Measure useful comments, not bot activity
The public reaction around Copilot billing is already noisy. Research surfaced a Hacker News thread with users describing quota burn from agentic workflows, including one report of using more than half a monthly quota in a day and another of losing 30% of included credits while intentionally trying to use less. Reddit snippets around Copilot credits are similarly unhappy. Some of that is normal pricing-change grumbling. Some of it is a real warning: agentic workflows can burn credits quickly when teams do not understand the unit economics.

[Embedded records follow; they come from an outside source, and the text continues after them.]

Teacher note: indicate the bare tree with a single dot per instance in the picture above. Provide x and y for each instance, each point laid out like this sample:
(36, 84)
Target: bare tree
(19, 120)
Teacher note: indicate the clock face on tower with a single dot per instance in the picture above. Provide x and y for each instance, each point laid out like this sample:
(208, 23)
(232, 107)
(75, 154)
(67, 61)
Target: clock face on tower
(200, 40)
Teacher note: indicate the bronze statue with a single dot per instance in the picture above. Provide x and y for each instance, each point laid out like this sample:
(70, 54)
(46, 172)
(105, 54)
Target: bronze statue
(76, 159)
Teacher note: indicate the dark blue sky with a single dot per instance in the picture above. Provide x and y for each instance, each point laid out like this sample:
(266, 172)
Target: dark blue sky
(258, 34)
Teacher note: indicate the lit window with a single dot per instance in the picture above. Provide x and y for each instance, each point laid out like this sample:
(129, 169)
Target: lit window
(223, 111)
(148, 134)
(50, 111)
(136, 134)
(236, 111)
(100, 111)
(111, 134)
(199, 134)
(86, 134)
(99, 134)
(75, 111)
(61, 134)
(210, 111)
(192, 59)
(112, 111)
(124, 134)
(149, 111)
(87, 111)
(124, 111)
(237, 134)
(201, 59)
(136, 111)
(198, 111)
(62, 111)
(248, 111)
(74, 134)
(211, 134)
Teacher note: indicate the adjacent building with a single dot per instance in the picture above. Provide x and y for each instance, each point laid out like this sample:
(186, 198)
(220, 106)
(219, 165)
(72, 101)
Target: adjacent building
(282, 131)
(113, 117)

For review automation, the metric cannot be “number of AI comments posted.” That metric rewards noise. The useful metrics are harsher: percentage of comments accepted or acted on, false-positive rate, fix acceptance rate, time-to-merge impact, defects caught before merge, escaped defects after merge, cost per PR, cost per accepted fix, and human reviewer satisfaction. If Medium catches real bugs in security-critical repositories, pay for it. If it produces expensive style nits and speculative warnings, turn it down or rewrite the skill.
There is also a cultural risk. Teams already struggle with low-signal review bots. Linters that comment on formatting instead of enforcing it become background noise. Security scanners with too many false positives get ignored. An AI reviewer with access to MCP context and higher reasoning can be better than that, but only if its output is treated as a product surface. Tune it. Prune it. Give it policy. Remove instructions that generate generic advice. Make the reviewer cite the rule, context source, or test evidence behind important claims.

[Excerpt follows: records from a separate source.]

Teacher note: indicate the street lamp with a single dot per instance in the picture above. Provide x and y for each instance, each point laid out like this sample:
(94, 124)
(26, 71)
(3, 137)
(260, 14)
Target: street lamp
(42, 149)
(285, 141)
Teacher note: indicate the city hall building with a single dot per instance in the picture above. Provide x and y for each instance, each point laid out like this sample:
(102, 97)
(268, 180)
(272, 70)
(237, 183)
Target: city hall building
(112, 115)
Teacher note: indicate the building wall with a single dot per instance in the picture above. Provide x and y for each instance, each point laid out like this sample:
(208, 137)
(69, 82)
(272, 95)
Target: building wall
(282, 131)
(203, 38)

The rollout should be boring
A good setup starts small. Create a minimal .github/skills/code-review/SKILL.md that states the team’s actual review policy. Do not write “be thorough” and call it a day. Say what must block merge: missing tests for changed behavior, unsafe migrations, unreviewed auth changes, logging of secrets, production config edits, breaking API changes, or missing rollback notes. Include repo-specific architectural constraints where they are real. Keep the file short enough that humans will review it in PRs.
Then connect MCP cautiously. A service catalog can help the reviewer identify owners and blast radius. An issue tracker can connect a PR to requirements. Incident tooling can surface related outages. Internal docs can explain migration policy. But each source needs an owner, freshness expectations, and a way to audit what the reviewer saw. If an MCP server can expose sensitive data irrelevant to code review, scope it down before connecting it.
Finally, set effort levels deliberately. Use Low for routine repos or routine change classes. Use Medium for security-sensitive, high-blast-radius, or complex systems. Wire billing alerts before enabling automatic review for everything. If non-licensed users are enabled through Direct Org Billing, document who owns the spend. If runner usage grows, decide whether larger or self-hosted runners are justified by better review quality.
The editorial take is simple: Copilot code review is growing up into platform engineering. MCP context and Medium reasoning can make reviews meaningfully better, but only if teams treat them like paid, policy-bearing CI. Otherwise they will get the worst version of automation: a confident bot, a rising bill, and a review queue full of comments everyone learns to ignore.